(Closed) Would you tell her to step-off?? ..(kind of long but need advice please!!)

posted 5 years ago in Bridesmaids
Post # 3
Member
55 posts
Worker bee
  • Wedding: August 2012

If you see yourself spending time with C after the wedding and continuing to be friends, don’t ask her to step down. She might have some issues that are taking precedence over your wedding.  Or she might be bad at prioritizing.  Clearly she doesn’t understand RSVP etiquette, so who knows really?

If you don’t think you will have much of a friendship after the wedding, ask her to step down now.

Post # 5
Member
6015 posts
Bee Keeper
  • Wedding: March 2012

If she hasn’t bought the dress, I’d cut her, or reimburse her for the cost of her dress.  It’s so weird they just dropped off like that.

Post # 8
Member
1281 posts
Bumble bee
  • Wedding: May 2013

I’m an advocate of honest, direct communication, which it seems you are too.  I’d ask her to meet up face to face and just lay it all out….  you noticed she’s been distanced, you’re unsure why, you’re concerned about your friendship…make sure that stuff is the forefront.  Hopefully she’ll be able to give you some answers and if that will lead to a conversation about if she is really interested in being in your wedding party.  I would advise against initially making the convo about the wedding…but definitely try to steer toward it to get some answers.  

Post # 9
Member
872 posts
Busy bee
  • Wedding: July 2013

@rubybride718:  I have to agree with Ruby on this one. 

A face-to-face conversation is the best course of action, get her side of the story, let her know how you feel and how it seems she is ditching you guys and your wedding, but reason with her that you understand that life happens it would be nice though if she kept you in the loop. 

I am all about being direct and to the point, my FI says that can be a down fall of mine since I don’t always cushion the blow. For you though, I think you two as women need to clear the air because something seems to be wrong in this situation between you two. Maybe something has been going on in her life that is very personal and private and she hasn’t had the heart to tell you yet since your friendship is still new? 

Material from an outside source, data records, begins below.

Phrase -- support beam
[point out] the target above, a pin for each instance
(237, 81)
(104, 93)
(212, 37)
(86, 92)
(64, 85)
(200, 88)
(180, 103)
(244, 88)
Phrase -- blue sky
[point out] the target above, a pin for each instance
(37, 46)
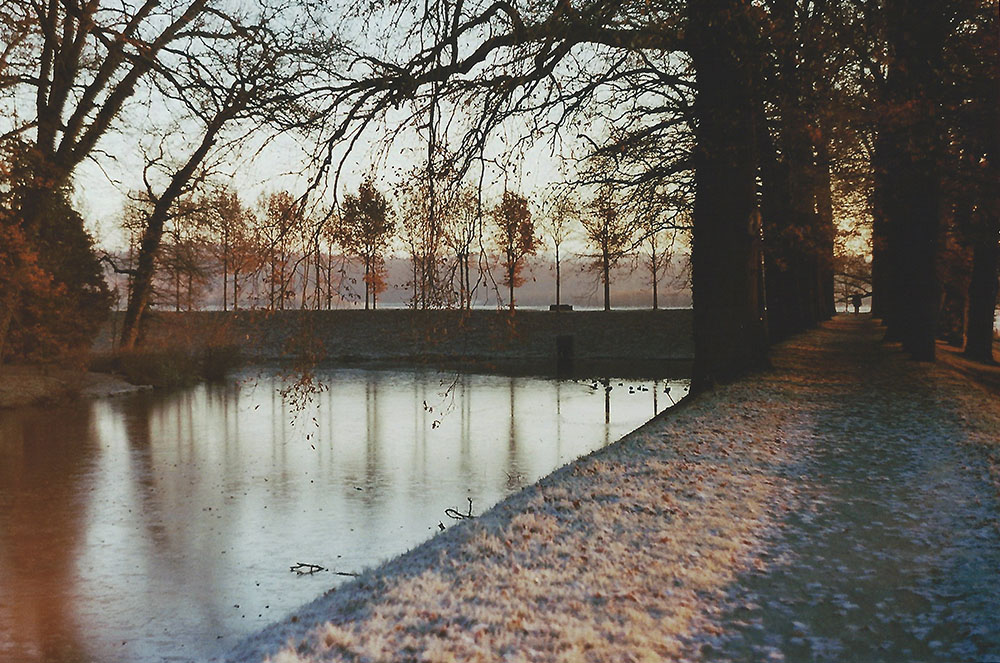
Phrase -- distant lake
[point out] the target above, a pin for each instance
(162, 526)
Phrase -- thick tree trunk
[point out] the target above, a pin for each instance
(916, 35)
(149, 247)
(983, 296)
(142, 283)
(826, 231)
(729, 333)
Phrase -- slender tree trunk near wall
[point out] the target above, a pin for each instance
(729, 332)
(983, 296)
(606, 270)
(653, 270)
(510, 281)
(558, 301)
(367, 282)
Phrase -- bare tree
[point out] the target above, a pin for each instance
(557, 224)
(514, 236)
(367, 229)
(609, 233)
(463, 228)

Maybe she wants to drop out the wedding party but doesn’t know how to tell you either so maybe that is why she is neglecting her duties as a BM. In the end I think you should flat out ask her, “Do you want to drop out of the wedding party?” Let her know that you understand if she does want to quit. If she gets upset at any point in the conversation ask her why she is getting annoyed with you, usually that can calm people down when they are confronted with their emotions. 

For me though I would politely ask her to step down after I got her story on why she has been neglecting me and the wedding. I would sympathize with her being busy (if she even is) and just say, “I don’t want to be added stress to your life right now, and my wedding planning is moving so fast I don’t want to bombared you with a whole bunch of phone calls and texts of the updates of the wedding, plus there will be times that I am going to need my whole bridal party with me while we make plans and I need to know that I can count on you, but at the same time if you’re so busy it would be unfair of me to take you away from your life. So why not come to my wedding as a guest? Your precense there would still mean a lot me.” Sometimes it is not easy, and you might get some back lash no matter what you say, but if she is a reasonable person hopefully she’ll understand. If she is going to make a fight out this there is nothing you can do other then damage control and keep yourself calm.

 

I am sorry you have to go through this, it isn’t easy but in the end I think your family is right, and I think that you know it too now it is just time for the hard part and asking her to step down. I would reherse what you want to say to her, try to look at each outcome and possiblity of how the conversation might go, so you can be well prepared and in control of this situation and it will help you remain calm if anything bad does happen. 

Don’t get me wrong, if she is busy with her life there is nothing wrong with that, but sometimes life can get so over whelming that maybe she doesn’t know how to tell you she cannot be commited and is just feeling as if she is drowning in a sea of commitments and responcibilities, maybe she does really need this talk. 

Post # 12
Member
872 posts
Busy bee
  • Wedding: July 2013

@FutureMuniz:  Yeah, this BM is giving you way too many red flags. Ultimately this is not fair to you as the bride to have to stress over a BM and be left wondering why she isn’t participating in your wedding like everyone else is doing. Plus, it isn’t fair to your mom and your aunt and everyone else in the wedding party if she is not helping. What really puts a sting on this is that she won’t even text, or communicate to anyone in the bridal party and that is very frustrating. She is taking the fun out of planning your bridal shower and your wedding, she needs to be talked to. 

This does suck, I am sorry you have to deal with this! Once this is over have your FI give you a back massage, LOL! No matter what happens after talking with this girl go back to enjoying planning your wedding, don’t let her take away any of your happiness. 

Post # 14
Member
365 posts
Helper bee

You could also message her and say that since you haven’t heard anything, you’re assuming she’s resigned, and to please let you know if that’s not the case. She may be looking for an out.